The first moment of Fred red redemption came with 21 minutes gone, as United’s midfield fulcrum somehow avoided being sent off for leaning his forehead into Leandro Paredes in familiar angry‑stag motion. Paredes performed a classic dynamited‑chimneystack collapse in return, a move that is generally rewarded with a red card.
The referee Daniele Orsato resisted the urge. Incorrectly perhaps, although this kind of red often seems overly cinematic. In any case Fed seemed to have short‑term immunity. A few minutes later he stood on Paredes’s toe as Paredes went through him but went unpunished.
Try, try again. With 70 minutes gone Fred finally achieved a successful expulsion, hurling himself into another challenge and exhausting even the patience of Orsato. Solskjær, alone among the entire sentient population of planet earth in being unable to see this coming, had the gall to protest against the decision.

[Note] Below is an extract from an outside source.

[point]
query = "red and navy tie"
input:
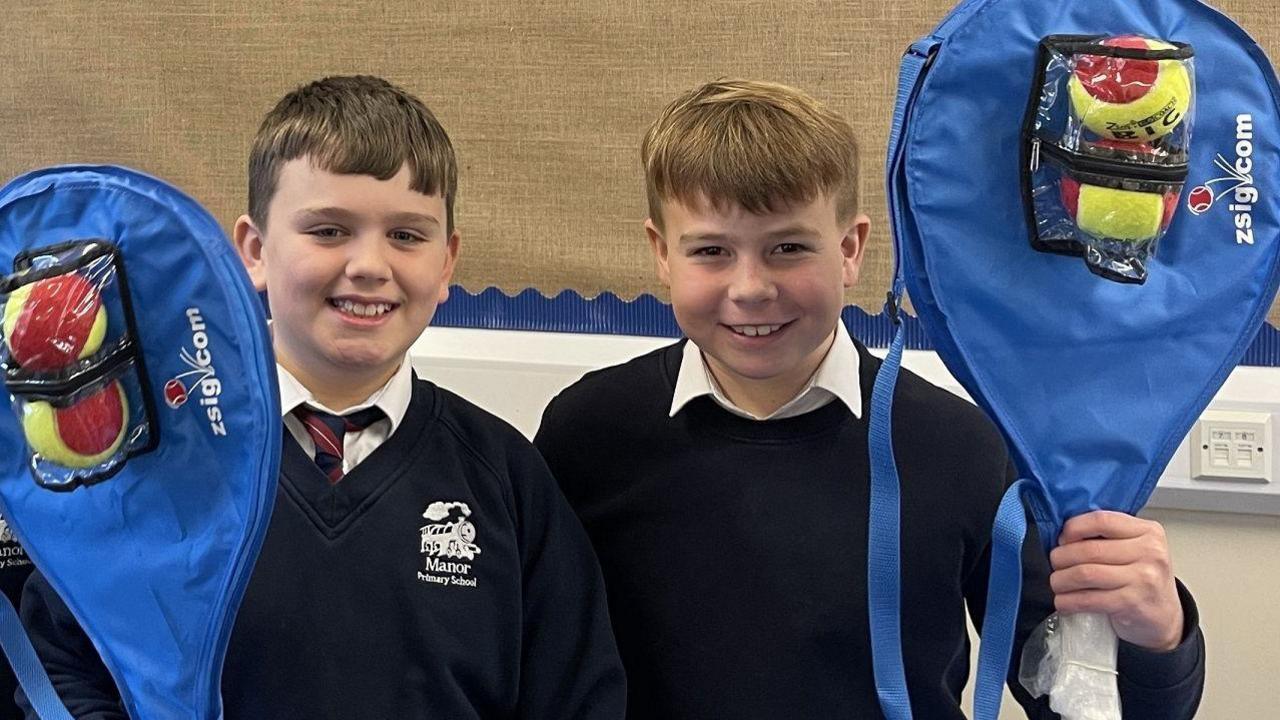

Two minutes earlier Marquinhos had put PSG 2-1 up, poking in from close range. And with that the game was broken open, and the stage clear for the other thing that had been happening – the irresistible bloom of Neymar – to take control of the end result.
What a wonderful, maddening footballer he is. For the first 20 minutes the world’s most expensive player was shark-like and beautifully focused, spinning about in a fluid No 10 role, heavy woollen gloves bunched at his sides.
He kept his feet. He ran off a blow to the knee. And he scored after five minutes with a supreme finish after fine work from Killian Mbappé. Three things made the goal. First Neymar dropped deep and pirouetted, laying off the ball in one movement. Then came a thrilling high-speed sidestep from Mbappé as he sprinted right at heart of the United defence.
Scott McTominay seemed to dematerialise, vanishing into Mbappé’s aura. The shot was deflected, bouncing across towards Neymar. He had time to wait, coil his body, then lash a first‑time shot past David de Gea. Neymar was a level above in those early moments, moving with a wonderful clarity, and not wasting his time in fripperies and jinks.
PSG broke after a United attack and Neymar took the ball in his stride so smoothly it looked like an optical illusion, a glitch in the game. He was barrelling along, possibilities swirling, a defence in retreat. Imagine a Neymar who only did this. Imagine the shadow career where he allows himself to be nothing more than a high-class predator.
At which point, enter: Bad Neymar. This was a credit to Solskjær, and to McTominay, whose job it was to offer some disruption.
McTominay fouled Neymar three times in two minutes before half‑time. It is an excellent tactic against a star player with all the extreme big-match focus of a toddler on a sugar high, a grand talent who has measured out his career in forward rolls, who still collapses into a childish funk at the slightest provocation.
United pressed back and found a weak spot of their own. Anthony Martial made the break, Aaron Wan-Bissaka played a smart pass, and Marcus Rashford saw his shot deflected in off Danilo.
For a while Neymar disappeared, McTominay following him around like a prison guard. United had their chance to win the game. Cavani hit the bar with a wonderful chip, executed with mind-bending precision at a full-speed sprint.
Tomas Tuchel did react in the moment, rejigging his team and insisting his front three stay high up the pitch. As Fred came and went Neymar had already refocused. For all the distractions, he has a parallel hunger to keep running to the end.
Here Neymar was relentless in the closing minutes. He scored PSG’s third, and also started the move with a slaloming run past the Harry Maguire-shaped carved mahogany armoire at the heart of United’s defence, before running 70 yards to apply the finish.
Almost but not quite for United and for Solskjær. The best managers are masters of these details, with a habit of spotting them before, not half an hour after, everyone else in the ground. That window to read the tides of this game came and went. Tuchel spotted his. Neymar’s brilliance did the rest.